Bulk up and Build Muscle

Find out how to bulk up and build muscles without acquiring a fat belly in the bargain

Rules of bodybuilding: bulk up to build muscles or cut down to lose fat!
It’s as simple as that.

But the bulk up required for building muscles is all about keeping the fat gains to an absolute minimum and ensuring that it doesn’t creep up in areas like the belly. The stress here is on doing it the right way, so that you do not, unintentionally, gain excess body fat in the process of bulking up or lose lean muscles while cutting it out.

Basically, what you need to understand, before getting down to the body building exercise, is that your ability to gain muscles will not be hastened by consuming more foods, after a certain point in your life. Also, your body cannot build more than a few pounds of muscles in a month – whatever be your endeavour in that direction.

The biggest myth is that you can eat whatever you want when you are bulking. In fact, you should not get into any bulking regimen if you are already fat. For if you are fatter, and have higher body fat percentage, your calorie partitioning will get poorer, and, consequently, your body will start storing excess calories as fat instead of muscle.

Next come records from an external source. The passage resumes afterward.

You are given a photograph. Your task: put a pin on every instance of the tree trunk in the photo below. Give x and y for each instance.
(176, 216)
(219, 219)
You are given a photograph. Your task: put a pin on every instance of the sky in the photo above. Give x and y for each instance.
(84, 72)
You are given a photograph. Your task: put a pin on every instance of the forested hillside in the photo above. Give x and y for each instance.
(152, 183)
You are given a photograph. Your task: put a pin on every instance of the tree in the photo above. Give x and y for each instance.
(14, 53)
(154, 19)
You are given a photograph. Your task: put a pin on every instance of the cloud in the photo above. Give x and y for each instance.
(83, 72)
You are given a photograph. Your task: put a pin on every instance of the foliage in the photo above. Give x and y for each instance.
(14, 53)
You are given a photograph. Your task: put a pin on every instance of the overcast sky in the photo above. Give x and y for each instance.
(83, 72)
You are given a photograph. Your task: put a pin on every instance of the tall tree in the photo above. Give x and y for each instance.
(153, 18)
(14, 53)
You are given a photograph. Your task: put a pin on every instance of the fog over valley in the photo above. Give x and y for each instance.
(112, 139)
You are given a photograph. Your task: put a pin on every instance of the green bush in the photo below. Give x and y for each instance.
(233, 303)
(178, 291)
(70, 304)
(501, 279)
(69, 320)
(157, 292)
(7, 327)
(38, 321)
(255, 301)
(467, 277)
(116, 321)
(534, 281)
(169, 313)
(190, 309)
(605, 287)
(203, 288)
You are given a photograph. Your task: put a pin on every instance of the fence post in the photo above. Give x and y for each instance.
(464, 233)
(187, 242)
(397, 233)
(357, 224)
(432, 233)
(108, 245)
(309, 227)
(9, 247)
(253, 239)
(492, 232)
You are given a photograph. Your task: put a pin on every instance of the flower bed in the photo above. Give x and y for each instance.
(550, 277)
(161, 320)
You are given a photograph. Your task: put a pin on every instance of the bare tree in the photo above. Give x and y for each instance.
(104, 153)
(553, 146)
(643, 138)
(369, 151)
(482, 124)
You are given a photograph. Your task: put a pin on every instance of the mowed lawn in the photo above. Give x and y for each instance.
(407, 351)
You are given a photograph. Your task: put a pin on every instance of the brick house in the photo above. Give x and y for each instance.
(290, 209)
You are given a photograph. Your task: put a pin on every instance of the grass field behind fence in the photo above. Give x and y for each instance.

It is best to cut first and lose fat.

Muscle building phase should be ideally initiated when you are in the ‘somewhat’ lean category; this typically means 10 to 13 per cent or less of body fat. Once you reach this stage, you could start a full-scale bulking up routine, creating caloric surplus to abet your need to build new muscle. Once you determine whether you should bulk or cut first, get your diet requirements chalked out and your workout regime fixed.

Clean bulk
The objective should be to go on what is referred to as the ‘clean bulk’ diet. Keep it simple and you will not go wrong.

Nutrition
Consume enough nutrients to ensure that your body is in an optimal muscle-building state. If you don’t eat enough, you might lose muscle mass and the muscle growth might get delayed. The amount of muscles you can build is said to be dependent on your body’s capacity to synthesise new muscle tissue from the proteins. This creates a cause and effect chain: the body’s protein synthesis capacity depends on the natural testosterone levels and the testosterone to cortisol ratio, insulin sensitivity, muscle fibre makeup and also the genetics.

Your optimal intake of protein, the building blocks of muscle growth, should be one gram of protein per pound of body weight. Keep the fats constant at 25 percent of the calories and let the carbs fill the remaining calories. Protein (lean meat, fish and seafood, eggs and protein powder) is the main ingredient of muscle tissue; carbohydrates (potatoes, sweet potatoes, rice and fruits) help boost workouts and prevent muscle breakdown, and fats (avocado, nuts, seeds, oils, including olive and coconut) support hormones like testosterone that help muscles grow.

Grains like oats and wheat may not be ideal as they are difficult to digest for many and are known to cause bloating. Green vegetables are best eaten raw, but they have very low caloric value and so cannot add to your calorie intake.

bulk up

Calories
Eating the right number of calories is essential. The idea should be to reach your calorie requirement – use a moderate surplus so that the fat gain is not excess. If your metabolism is fast and you tend to burn calories quickly, ensure that you have 5 to 6 calorie-rich meals a day with a gap of 2 to 3 hours, so that your body is constantly provided with something to metabolise and build muscles.

Bulking, obviously, is not about eating whatever you want. You have to make good food choices and that means eating the right calories. Get your bulk from meats, veggies, healthy fats and good starches like potatoes and rice; avoid refined oils.

Interestingly, consuming your carbs and calories at night is known to boost muscle growth in two ways, not forgetting the ease of following the diet:
•    Eating good carbs, proteins and fats at night maximises your
muscle-building hormones.
•    It calms your blood sugar and prevents insulin spikes and crashes; combined
with a well-designed workout, it will optimise your fat burn throughout the day.

Training
Keep your focus on building muscles. Fat-loss workouts are best left for the cutting phase. For size, focus on hypertrophy; for strength, lift heavy weights with low reps.

Assess and recheck
Check your body fat and circumference measurements every few weeks to see if you maintained the clean bulk strategy. And, accordingly, add more calories (if you lost weight or remained stagnant) or reduce (if you gained extra fat).